The synthetic NIAH benchmark was adapted from [NVIDIA/RULER](https://github.com/NVIDIA/RULER).

## How it works

`utf-token` encodes the underlying bytes directly. Each vocabulary ships two pre-built lookup tables, generated offline by [`scripts/process_token_vocab.py`](scripts/process_token_vocab.py): a large pair table indexed by either 15 or 16 bits (depending on how many clean tokens the vocabulary can supply) and a small tail table indexed by 8 bits.

For 15-bit pair tables (both shipped vocabs) the encoder treats the input as an MSB-first bitstream, splits it into 15-bit chunks for the pair table, and uses the tail table for any 1–8 bit residual at the end. A 16-bit fast path is also implemented for any future vocabulary that can fill a 16-bit pair table under the curated `latin_16bit` recipe.

`IdTokenBiMap` keeps a forward map and a reverse map so the generated string can be resolved back to the original bytes later.

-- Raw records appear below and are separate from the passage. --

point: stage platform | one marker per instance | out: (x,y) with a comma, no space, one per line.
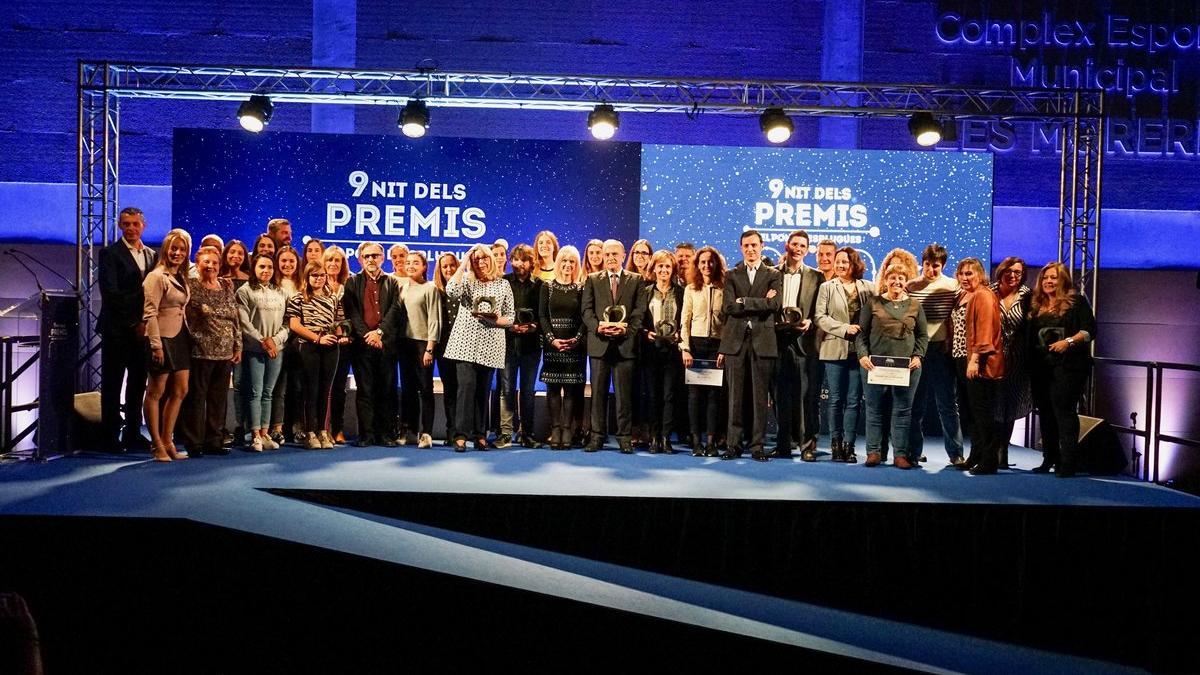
(529,556)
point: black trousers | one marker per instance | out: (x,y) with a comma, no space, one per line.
(621,370)
(319,364)
(987,431)
(417,388)
(474,389)
(561,406)
(204,410)
(664,371)
(705,404)
(375,374)
(448,370)
(793,398)
(121,354)
(750,377)
(1056,394)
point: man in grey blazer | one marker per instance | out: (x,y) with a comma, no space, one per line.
(612,348)
(797,352)
(748,342)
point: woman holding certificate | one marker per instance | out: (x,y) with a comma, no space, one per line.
(891,345)
(839,304)
(976,323)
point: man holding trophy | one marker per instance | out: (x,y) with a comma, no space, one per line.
(612,303)
(796,335)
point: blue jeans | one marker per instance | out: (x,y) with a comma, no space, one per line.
(939,376)
(901,417)
(520,372)
(845,382)
(259,380)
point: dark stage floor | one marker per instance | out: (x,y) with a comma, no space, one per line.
(263,495)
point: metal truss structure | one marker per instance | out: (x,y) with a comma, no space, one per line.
(102,85)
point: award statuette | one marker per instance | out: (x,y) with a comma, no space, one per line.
(613,316)
(791,317)
(666,332)
(485,308)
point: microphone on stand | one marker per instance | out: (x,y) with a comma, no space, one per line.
(11,254)
(70,284)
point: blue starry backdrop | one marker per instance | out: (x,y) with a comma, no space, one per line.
(870,199)
(432,193)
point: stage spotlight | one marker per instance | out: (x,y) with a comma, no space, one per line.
(603,121)
(777,125)
(924,129)
(256,114)
(414,119)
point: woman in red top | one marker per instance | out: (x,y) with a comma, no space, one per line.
(976,321)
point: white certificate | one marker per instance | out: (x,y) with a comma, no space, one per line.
(703,372)
(891,371)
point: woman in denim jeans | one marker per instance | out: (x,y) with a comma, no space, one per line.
(261,309)
(839,302)
(893,324)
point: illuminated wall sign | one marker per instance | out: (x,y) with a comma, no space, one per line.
(1147,67)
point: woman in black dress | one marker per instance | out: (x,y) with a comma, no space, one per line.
(660,348)
(563,333)
(1061,326)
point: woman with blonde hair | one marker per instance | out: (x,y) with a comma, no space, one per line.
(216,348)
(316,320)
(477,339)
(839,304)
(979,356)
(1061,326)
(545,254)
(593,257)
(893,324)
(166,293)
(336,273)
(639,262)
(448,369)
(561,318)
(288,402)
(660,348)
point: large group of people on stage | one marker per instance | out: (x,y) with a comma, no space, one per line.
(291,324)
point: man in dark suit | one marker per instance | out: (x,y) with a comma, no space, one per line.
(123,266)
(797,351)
(372,305)
(612,347)
(748,342)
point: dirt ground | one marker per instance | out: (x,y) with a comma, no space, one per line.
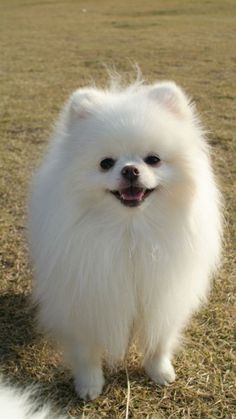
(47,49)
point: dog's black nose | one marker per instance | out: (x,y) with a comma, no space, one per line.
(130,173)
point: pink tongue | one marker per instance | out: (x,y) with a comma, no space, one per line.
(134,196)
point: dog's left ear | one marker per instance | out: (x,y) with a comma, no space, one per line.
(173,98)
(83,102)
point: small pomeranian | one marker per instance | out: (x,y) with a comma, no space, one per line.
(125,228)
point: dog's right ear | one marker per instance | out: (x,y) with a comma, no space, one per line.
(82,103)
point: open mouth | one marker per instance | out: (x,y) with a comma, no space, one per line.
(132,196)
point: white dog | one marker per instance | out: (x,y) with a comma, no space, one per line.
(125,228)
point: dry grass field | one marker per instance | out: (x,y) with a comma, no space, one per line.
(47,49)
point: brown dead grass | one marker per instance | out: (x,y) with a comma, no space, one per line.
(48,48)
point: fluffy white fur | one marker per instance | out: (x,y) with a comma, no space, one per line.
(107,273)
(18,404)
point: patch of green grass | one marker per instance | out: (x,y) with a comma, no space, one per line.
(50,48)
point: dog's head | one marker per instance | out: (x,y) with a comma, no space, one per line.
(132,148)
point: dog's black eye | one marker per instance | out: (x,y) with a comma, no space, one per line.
(107,163)
(152,160)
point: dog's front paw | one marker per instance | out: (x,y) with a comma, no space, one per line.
(89,383)
(160,370)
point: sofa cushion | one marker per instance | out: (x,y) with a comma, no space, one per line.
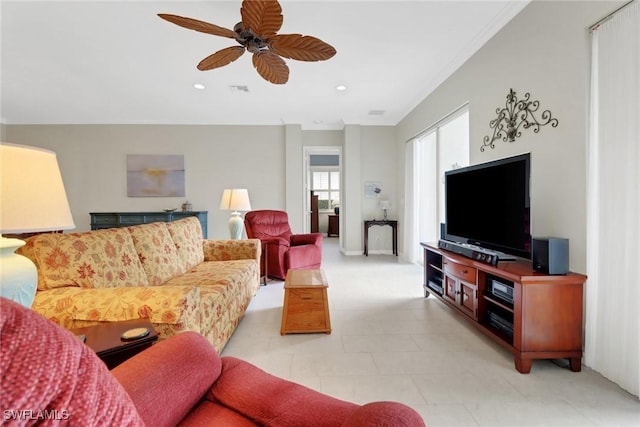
(295,405)
(45,368)
(156,251)
(187,236)
(175,374)
(100,259)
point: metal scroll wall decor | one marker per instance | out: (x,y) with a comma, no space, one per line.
(516,114)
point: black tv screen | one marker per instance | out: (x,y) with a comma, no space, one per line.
(488,205)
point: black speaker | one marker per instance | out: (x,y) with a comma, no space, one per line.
(550,255)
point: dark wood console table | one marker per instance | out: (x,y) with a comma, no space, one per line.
(531,314)
(394,229)
(101,220)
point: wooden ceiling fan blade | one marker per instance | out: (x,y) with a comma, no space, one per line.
(301,48)
(264,18)
(271,67)
(196,25)
(221,58)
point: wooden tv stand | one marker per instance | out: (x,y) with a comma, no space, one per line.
(531,314)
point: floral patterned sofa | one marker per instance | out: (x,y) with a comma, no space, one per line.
(162,271)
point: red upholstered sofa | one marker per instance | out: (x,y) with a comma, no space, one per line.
(48,374)
(282,249)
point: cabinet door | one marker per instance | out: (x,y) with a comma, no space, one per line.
(468,299)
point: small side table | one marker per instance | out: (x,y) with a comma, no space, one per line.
(105,340)
(394,228)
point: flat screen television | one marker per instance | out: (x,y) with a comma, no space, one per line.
(488,205)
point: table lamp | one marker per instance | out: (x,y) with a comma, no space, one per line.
(385,205)
(32,200)
(235,199)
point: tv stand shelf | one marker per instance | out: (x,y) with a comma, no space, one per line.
(533,315)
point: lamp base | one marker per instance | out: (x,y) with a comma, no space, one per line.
(18,274)
(236,226)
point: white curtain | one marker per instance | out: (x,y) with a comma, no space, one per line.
(411,252)
(612,338)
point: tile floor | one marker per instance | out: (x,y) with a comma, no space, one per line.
(390,343)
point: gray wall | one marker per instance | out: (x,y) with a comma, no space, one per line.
(545,51)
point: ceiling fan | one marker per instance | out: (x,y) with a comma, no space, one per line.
(257,33)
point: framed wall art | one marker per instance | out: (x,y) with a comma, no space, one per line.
(155,175)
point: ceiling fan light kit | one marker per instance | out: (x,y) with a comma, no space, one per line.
(257,33)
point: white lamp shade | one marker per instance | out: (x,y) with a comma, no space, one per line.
(235,199)
(385,204)
(33,198)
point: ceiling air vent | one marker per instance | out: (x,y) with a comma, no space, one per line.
(239,88)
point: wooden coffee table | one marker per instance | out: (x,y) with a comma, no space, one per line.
(105,339)
(306,307)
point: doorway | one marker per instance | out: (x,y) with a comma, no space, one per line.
(323,176)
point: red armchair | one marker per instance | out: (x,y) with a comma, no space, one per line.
(48,374)
(282,249)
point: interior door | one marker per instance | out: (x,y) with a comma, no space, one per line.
(315,218)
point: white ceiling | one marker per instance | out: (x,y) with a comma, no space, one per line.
(116,62)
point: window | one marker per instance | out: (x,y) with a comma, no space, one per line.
(442,147)
(326,185)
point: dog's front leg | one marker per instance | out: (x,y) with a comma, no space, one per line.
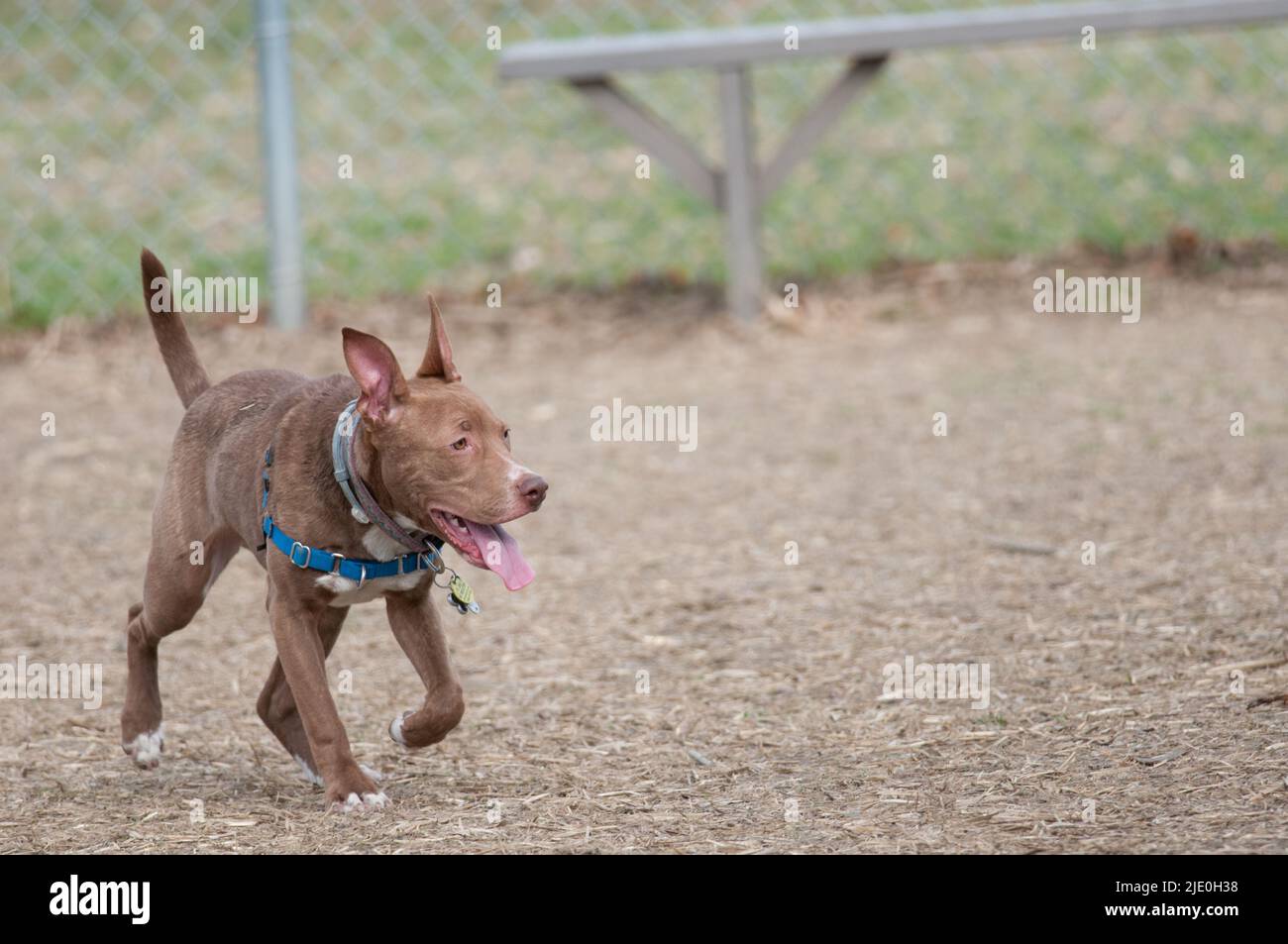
(303,656)
(417,630)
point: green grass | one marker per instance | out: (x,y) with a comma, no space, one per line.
(1048,149)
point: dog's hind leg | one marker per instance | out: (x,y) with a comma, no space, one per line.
(277,706)
(178,576)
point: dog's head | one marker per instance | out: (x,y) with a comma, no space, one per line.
(442,455)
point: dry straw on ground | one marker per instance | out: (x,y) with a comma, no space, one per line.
(1116,721)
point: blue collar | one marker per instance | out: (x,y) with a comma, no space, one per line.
(352,569)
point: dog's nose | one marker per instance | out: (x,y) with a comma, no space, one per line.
(533,489)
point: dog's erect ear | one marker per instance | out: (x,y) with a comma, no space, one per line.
(378,377)
(438,355)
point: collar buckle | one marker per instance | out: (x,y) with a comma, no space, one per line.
(308,557)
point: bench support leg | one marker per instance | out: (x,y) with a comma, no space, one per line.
(742,187)
(741,200)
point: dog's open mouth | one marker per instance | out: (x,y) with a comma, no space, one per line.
(485,545)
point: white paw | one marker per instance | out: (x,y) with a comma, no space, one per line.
(146,749)
(395,728)
(309,773)
(368,801)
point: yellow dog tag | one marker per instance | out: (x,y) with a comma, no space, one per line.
(462,595)
(462,590)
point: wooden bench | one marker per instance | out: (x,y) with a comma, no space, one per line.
(741,187)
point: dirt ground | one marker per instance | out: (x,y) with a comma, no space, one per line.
(1121,711)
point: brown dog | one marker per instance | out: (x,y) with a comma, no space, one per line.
(253,468)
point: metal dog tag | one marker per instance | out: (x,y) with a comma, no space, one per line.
(462,595)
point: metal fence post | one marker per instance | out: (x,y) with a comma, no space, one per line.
(739,194)
(277,115)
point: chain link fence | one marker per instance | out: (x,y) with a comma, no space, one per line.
(132,123)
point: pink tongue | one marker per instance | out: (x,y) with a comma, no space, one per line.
(501,554)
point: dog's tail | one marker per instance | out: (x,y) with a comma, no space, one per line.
(180,359)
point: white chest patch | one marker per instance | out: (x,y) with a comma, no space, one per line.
(380,546)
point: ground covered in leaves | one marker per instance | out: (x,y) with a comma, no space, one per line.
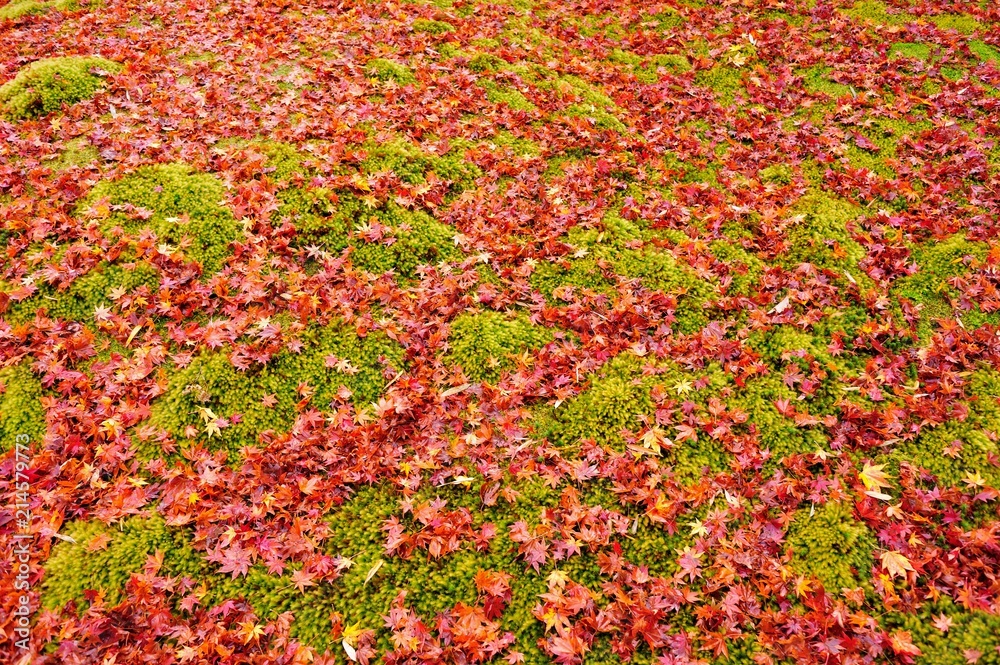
(516,331)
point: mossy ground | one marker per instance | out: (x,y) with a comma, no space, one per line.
(684,269)
(46,85)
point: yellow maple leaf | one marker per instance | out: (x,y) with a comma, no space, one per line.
(873,477)
(895,563)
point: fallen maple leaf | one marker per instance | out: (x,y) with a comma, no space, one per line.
(896,563)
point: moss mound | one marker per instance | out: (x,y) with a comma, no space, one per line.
(21,411)
(183,208)
(45,85)
(484,344)
(832,546)
(265,398)
(102,558)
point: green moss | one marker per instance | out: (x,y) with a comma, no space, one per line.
(777,433)
(821,238)
(419,240)
(389,70)
(984,51)
(21,411)
(660,271)
(486,62)
(484,344)
(210,387)
(615,400)
(412,164)
(583,274)
(647,68)
(879,13)
(77,153)
(498,94)
(432,27)
(817,80)
(915,50)
(723,79)
(188,210)
(937,262)
(103,558)
(94,289)
(619,398)
(432,585)
(967,632)
(963,23)
(745,268)
(18,8)
(777,174)
(45,85)
(832,546)
(601,118)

Collisions can happen when different inputs produce the same encoded string, especially when `keep_bits` truncates them to a short prefix. When `IdTokenBiMap` sees that a new value would collide with an existing one, it deterministically moves to the next prefix until it finds an unused encoded string. The stored reverse map still points that generated string back to the original full input.